Le mur du son ne l'a pas arrêté. Charles Yaeger a réussi ce qu'on croyait dangereux, voire impossible. À 10 h 30, en produisant un bang comme prévu, le X-1 a franchi la barrière mystérieuse d'un territoire jusque-là inviolé. Exploit remarquable que l'on doit à l'appareil comme à l'homme. À 10 heures, Yaeger s'installe aux commandes du Bell X-1 baptisé, en hommage à sa femme, Glamorous Glennis. Le ciel du désert, beau mais glacial, annonce une belle journée. Tout est parfait, hormis les deux côtes que Chuck s'est cassées cette nuit lors d'un vol clandestin ! Mais nul ne le sait. Lâché en douceur à 6000 m par son avion porteur B-29, le X-1, propulsé par deux fusées, atteint l'attitude d'essai de 12 000 m. La dernière fusée s'allume. Quelques secondes plus tard, sans autre indication que celle que lui donne son cadran, Yaeger comprend qu'il entre dans la légende : il aiguille s'est arrêté à Mach 1,06 (1127 km/h) ! Il n'y eut cette fois-ci ni choc ni modification du comportement des commandes. Le X-1 a franchi puis dépasser l'onde de choc créé par la compression des moléculaires d'air à cette vitesse. Le monde des vols supersoniques s'ouvre à l'humanité.


Etats-Unis, 29 Janvier 1948

Avant la guerre, Théodore Hall, ingénieur chez Consolidated Vultee (Convair), réfléchissait déjà à la voiture volante. À partir de 1945, il développe son idée. Il dessine alors une voiture à deux sièges, équipé d'un moteur Crosley de 26 ch et munie d'une détachable. Puis apparaît un nouveau modèle équipé d'un moteur Franklin de 90 ch. Achevée en juin 1946, la voiture volante accomplit un premier vol d'essai le 12 juillet.
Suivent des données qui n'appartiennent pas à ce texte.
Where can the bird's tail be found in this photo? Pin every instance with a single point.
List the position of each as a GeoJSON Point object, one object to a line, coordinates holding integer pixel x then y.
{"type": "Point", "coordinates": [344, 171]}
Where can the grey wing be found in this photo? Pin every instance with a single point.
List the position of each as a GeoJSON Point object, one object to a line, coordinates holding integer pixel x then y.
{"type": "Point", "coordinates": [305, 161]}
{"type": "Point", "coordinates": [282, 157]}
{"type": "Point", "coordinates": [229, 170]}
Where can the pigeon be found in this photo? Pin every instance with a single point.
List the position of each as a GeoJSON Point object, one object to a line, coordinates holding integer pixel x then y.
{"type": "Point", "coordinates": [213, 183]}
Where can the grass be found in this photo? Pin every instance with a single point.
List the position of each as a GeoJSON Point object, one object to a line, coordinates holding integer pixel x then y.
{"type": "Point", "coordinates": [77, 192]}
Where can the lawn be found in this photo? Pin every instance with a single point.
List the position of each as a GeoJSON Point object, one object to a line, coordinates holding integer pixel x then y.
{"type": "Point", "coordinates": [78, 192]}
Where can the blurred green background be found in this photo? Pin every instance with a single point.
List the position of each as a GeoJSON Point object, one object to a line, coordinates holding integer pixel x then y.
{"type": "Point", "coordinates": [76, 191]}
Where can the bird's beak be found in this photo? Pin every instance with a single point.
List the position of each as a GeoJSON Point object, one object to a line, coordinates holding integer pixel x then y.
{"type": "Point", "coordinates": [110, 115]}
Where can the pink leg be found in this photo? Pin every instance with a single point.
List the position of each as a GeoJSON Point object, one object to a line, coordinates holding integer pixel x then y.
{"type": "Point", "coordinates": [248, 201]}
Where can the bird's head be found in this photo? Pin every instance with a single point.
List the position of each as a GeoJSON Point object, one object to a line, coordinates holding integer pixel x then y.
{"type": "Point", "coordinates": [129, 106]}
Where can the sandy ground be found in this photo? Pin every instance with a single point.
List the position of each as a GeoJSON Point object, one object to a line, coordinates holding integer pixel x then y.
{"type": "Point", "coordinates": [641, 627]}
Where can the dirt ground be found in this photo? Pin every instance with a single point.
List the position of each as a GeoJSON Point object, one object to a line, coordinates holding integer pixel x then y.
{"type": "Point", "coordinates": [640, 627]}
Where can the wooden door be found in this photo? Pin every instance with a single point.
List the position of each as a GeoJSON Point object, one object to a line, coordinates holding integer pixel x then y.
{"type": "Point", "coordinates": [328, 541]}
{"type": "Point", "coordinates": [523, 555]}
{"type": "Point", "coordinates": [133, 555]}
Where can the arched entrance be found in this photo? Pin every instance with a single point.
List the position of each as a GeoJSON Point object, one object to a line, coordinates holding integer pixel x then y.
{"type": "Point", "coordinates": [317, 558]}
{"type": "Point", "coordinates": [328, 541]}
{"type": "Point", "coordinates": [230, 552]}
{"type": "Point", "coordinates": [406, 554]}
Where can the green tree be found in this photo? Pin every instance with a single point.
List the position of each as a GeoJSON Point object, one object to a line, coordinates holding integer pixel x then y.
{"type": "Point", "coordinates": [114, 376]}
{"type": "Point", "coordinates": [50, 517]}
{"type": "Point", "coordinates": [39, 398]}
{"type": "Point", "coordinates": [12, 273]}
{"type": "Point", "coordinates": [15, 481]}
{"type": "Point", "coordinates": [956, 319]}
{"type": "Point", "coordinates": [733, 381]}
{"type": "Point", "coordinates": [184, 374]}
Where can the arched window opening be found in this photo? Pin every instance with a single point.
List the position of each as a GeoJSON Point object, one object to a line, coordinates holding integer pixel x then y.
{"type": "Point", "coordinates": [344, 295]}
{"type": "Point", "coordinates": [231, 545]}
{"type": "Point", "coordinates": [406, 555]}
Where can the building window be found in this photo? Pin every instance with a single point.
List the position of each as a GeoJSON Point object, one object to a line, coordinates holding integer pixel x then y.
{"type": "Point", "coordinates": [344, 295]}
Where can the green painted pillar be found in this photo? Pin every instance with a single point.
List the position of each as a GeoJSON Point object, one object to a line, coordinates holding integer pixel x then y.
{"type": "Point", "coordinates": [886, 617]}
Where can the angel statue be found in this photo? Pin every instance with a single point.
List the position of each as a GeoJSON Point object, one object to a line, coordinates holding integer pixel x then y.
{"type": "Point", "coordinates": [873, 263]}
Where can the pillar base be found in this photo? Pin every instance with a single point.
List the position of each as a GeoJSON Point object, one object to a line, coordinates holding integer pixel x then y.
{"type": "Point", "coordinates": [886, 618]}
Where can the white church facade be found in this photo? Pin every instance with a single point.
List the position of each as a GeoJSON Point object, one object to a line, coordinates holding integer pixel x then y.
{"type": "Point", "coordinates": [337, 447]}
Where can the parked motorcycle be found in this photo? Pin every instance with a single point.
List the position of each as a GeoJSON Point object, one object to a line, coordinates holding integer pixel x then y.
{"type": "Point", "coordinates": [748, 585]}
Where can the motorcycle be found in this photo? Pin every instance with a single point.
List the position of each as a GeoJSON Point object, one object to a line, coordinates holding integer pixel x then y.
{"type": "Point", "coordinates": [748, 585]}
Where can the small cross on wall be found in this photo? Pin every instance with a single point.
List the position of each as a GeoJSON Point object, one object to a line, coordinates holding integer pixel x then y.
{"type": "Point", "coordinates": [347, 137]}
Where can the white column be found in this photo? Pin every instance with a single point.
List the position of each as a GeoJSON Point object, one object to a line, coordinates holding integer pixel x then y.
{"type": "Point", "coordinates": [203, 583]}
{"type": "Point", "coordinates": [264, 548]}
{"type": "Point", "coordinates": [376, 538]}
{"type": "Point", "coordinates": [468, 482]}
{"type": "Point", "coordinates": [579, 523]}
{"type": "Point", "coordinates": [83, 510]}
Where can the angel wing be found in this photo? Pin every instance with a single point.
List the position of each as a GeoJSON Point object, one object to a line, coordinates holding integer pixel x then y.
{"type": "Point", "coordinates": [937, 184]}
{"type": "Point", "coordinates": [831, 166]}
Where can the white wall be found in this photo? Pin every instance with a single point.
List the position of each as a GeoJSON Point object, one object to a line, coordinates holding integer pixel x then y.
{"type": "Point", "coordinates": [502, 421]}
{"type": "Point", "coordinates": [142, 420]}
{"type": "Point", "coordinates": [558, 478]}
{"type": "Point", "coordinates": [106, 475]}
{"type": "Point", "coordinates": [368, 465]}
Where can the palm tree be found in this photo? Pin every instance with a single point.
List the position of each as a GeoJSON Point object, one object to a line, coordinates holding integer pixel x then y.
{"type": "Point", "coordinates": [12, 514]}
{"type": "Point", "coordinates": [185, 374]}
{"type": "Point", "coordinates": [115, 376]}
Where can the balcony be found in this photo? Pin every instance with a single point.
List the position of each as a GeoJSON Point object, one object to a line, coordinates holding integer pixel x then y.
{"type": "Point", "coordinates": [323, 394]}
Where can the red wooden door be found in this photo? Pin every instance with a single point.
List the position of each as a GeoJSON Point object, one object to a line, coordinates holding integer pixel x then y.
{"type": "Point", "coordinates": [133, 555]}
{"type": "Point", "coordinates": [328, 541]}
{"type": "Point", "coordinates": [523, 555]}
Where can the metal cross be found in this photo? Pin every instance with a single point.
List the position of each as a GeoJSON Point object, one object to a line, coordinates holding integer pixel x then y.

Après quoi vient le modèle 118, plus sophistiqué. Son premier vol, le 15 novembre dernier, manque mal finir. À bout de carburant, l'appareil s'est posé en catastrophe, la voiture a été détruite et l'un des pilotes blessé. Le dernier modèle, que Hall a fait voler aujourd'hui, est le Convair 118. Le moteur est encore plus puissant. Il a choisi un Lycoming qui actionne une hélice tripale tractive Sensenich.


Fort Worth, 2 Mars 1949

Le B-50 "Lucky Lady" fait le tour du monde sans escale. Il était parti d'ici le 26 février et vient de rentrer après avoir accompli le tour du monde sans se poser. Équipé du système de ravitaillement en vol, il a repris le carburant au-dessus des Açores, au-dessus des Philippines et aux environs d'Hawaï. C'était à chaque fois un KB-29 qui était au rendez-vous avec le carburant nécessaire pour rallier l'étape suivante. Il a parcouru 37 189 km en 94 heures et une minute. Pour compléter l'exercice, il a largué à la moitié du chemin des bombes factices, leur tonnage n'a pas été communiqué.